Abakundakawa cooperative farmers hand-pick ripe cherries on the volcanic slopes of Rwanda’s mountainous Gakenke district. The area’s distinct micro-climate, high elevation and rich volcanic soils contribute to producing coffee with balanced sweet, floral, and fruit-forward notes in the cup. Abakundakawa has grown rapidly, adding a second washing station and expanding its membership from 180 to nearly 2,000 coffee growers since its founding in 2004.
Abakundakawa is a central economic and organizing institution that builds local infrastructure and pays dividends to its members. Co-op leaders, who are democratically elected, implement community projects like supplying fresh water to a local hospital. Abakundakawa also provides its members with health insurance and has partnered with an NGO to give all its members dairy cows, making strides toward improving food security in the region.

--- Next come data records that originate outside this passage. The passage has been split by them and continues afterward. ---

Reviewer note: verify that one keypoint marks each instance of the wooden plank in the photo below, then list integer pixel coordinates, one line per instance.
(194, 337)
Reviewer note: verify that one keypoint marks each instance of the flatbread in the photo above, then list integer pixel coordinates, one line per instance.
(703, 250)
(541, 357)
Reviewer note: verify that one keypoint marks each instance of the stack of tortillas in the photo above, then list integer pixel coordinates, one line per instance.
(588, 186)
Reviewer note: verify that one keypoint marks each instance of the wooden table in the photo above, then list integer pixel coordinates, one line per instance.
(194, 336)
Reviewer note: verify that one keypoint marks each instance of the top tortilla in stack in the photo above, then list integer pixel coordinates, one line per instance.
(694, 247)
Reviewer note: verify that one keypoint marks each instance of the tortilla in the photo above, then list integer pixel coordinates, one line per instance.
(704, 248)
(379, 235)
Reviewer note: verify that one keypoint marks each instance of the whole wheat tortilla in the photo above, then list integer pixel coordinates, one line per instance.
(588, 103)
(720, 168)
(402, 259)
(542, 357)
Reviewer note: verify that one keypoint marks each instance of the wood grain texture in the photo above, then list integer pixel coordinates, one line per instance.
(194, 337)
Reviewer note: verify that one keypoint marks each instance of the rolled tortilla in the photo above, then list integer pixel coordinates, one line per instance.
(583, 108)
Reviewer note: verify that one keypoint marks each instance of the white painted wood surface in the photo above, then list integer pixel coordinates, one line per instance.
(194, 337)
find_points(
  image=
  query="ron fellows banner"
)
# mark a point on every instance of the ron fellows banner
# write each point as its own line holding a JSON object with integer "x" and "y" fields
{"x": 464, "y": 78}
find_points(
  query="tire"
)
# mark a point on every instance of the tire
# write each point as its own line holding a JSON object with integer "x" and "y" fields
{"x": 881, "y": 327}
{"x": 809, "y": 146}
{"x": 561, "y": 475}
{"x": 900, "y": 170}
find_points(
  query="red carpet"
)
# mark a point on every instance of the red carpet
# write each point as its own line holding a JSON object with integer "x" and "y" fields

Abkundakawa has two prominent women's associations, Duhingekawa and Abanyameraka, demonstrating the co-op's focus on improving the livelihoods of women in their community. These women's associations have established a tailoring center with 15 sewing machines where senior members train younger women, creating a means for them to generate income outside of coffee. These efforts build economic and social resiliency for the whole community, as the women have displayed the tendency to consistently invest their earnings in educating children and supporting those in need.